国内EC担当者の売上成長鈍化と海外展開への関心
東南アジア・台湾最大級のEコマースプラットフォームShopee日本法人の調査により、日本国内ECサイト運営者の大多数が売上成長の鈍化を実感し、海外展開への強い関心を持ちながらも、物流や言語対応などの課題が実際の進出の壁となっている実態が明らかになった。
国内EC事業の成長鈍化と主要要因
調査によると、直近1年間の売上成長率が『低下している』と回答したEC担当者は41.8%に上り、『横ばい』を含めると実に73.6%が成長停滞を感じている。売上成長が鈍化した主な理由として、『同業他社との価格競争の激化』(29.6%)、『新規顧客獲得の難化』(18.5%)、『広告費の高騰』(17.3%)などが挙げられた。物価の高騰や少子化といったマクロ環境の変化も背景に見られた。
直近1年間の売上成長率についての回答を円グラフで示しています。
売上成長が鈍化している要因を示す棒グラフで、価格競争激化などが上位です。
国内市場の限界と売上向上策
85.5%が『国内EC市場のみでは売上成長に限界を感じる』と回答。売上向上の施策としては『商品ラインナップの拡充』(50.0%)、『自社ブランド商品の開発』(44.7%)、『CRM施策や会員制度など既存顧客のリピート強化』(42.6%)が上位となったが、抜本的な成長にはつながっていない現状が示唆された。
国内EC事業の売上を伸ばすために実施している施策の割合を示す棒グラフです。
越境ECへの高い関心と進出の障壁
海外市場への展開(越境EC)を『してみたい』と回答した担当者は81.8%と高水準。一方で、実際に踏み出せない理由として『国際配送の手続きが複雑で分からない』(52.2%)、『初期投資や固定費用が高そう』(37.8%)、『現地の言語でのカスタマー対応ができない』(30.0%)が主な障壁に挙げられた。

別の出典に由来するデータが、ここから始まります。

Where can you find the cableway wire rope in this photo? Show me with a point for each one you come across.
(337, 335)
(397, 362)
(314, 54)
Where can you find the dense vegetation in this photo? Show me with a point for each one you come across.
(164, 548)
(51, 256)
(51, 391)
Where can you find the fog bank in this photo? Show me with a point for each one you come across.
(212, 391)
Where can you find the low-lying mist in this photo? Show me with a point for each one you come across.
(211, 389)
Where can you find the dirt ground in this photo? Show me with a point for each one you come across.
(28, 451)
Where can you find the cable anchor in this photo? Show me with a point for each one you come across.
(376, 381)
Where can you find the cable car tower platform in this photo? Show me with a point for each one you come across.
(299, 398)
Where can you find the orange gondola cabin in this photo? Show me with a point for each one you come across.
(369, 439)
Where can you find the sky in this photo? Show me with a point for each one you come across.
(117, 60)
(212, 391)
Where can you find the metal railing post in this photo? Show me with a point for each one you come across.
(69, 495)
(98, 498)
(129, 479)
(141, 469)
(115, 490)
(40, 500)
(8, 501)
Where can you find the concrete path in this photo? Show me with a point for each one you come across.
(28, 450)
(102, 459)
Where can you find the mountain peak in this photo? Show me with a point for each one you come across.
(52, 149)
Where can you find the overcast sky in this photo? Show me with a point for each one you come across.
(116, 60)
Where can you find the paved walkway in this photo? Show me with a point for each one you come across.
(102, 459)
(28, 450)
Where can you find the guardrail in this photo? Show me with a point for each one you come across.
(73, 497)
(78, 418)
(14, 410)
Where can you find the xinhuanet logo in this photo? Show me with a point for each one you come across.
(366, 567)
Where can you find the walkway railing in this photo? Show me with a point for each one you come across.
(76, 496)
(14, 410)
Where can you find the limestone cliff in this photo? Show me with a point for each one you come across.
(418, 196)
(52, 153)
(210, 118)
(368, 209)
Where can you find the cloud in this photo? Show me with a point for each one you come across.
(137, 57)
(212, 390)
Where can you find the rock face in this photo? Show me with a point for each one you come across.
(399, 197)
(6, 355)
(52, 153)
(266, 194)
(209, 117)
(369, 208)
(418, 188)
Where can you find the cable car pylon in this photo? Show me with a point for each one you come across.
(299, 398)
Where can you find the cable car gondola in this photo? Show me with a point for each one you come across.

海外市場への展開(越境EC)をしてみたいかの意向を円グラフで示しています。
海外市場への展開に挑戦できない理由の上位項目を棒グラフで示しています。
越境EC普及のための支援ニーズ
越境ECを始めるために望まれるサポートとしては、『初心者向けの始め方セミナー』(42.2%)、『売れる商品や価格設定のアドバイス』(41.1%)、『国際送料を安くする仕組み』(37.8%)が多く挙げられた。言語対応や現地対応のサポート、実際に成功した企業の事例紹介なども求められている。
今後のEC市場に求められる変革
国内EC事業者の多くが成長鈍化を実感しつつも海外展開へ積極的な意向を示しており、国内市場の限界を突破するための越境ECへの取り組みが今後一層重要となる。事業者が直面する物流・言語・コスト・ノウハウ不足などの障壁に対し、プラットフォームやサポート体制の整備が普及のカギとなるだろう。
越境EC普及に必要な実務的サポート
今回の調査から、国内EC市場の成長鈍化を受けて多くの事業者が海外展開に活路を見出そうとする一方で、言語・物流・初期費用などの現実的な障壁が参入のブレーキとなっていることが浮き彫りとなった。プラットフォーム各社には、障壁を下げる具体的なサポートや情報提供、成功事例の共有が今後ますます求められる。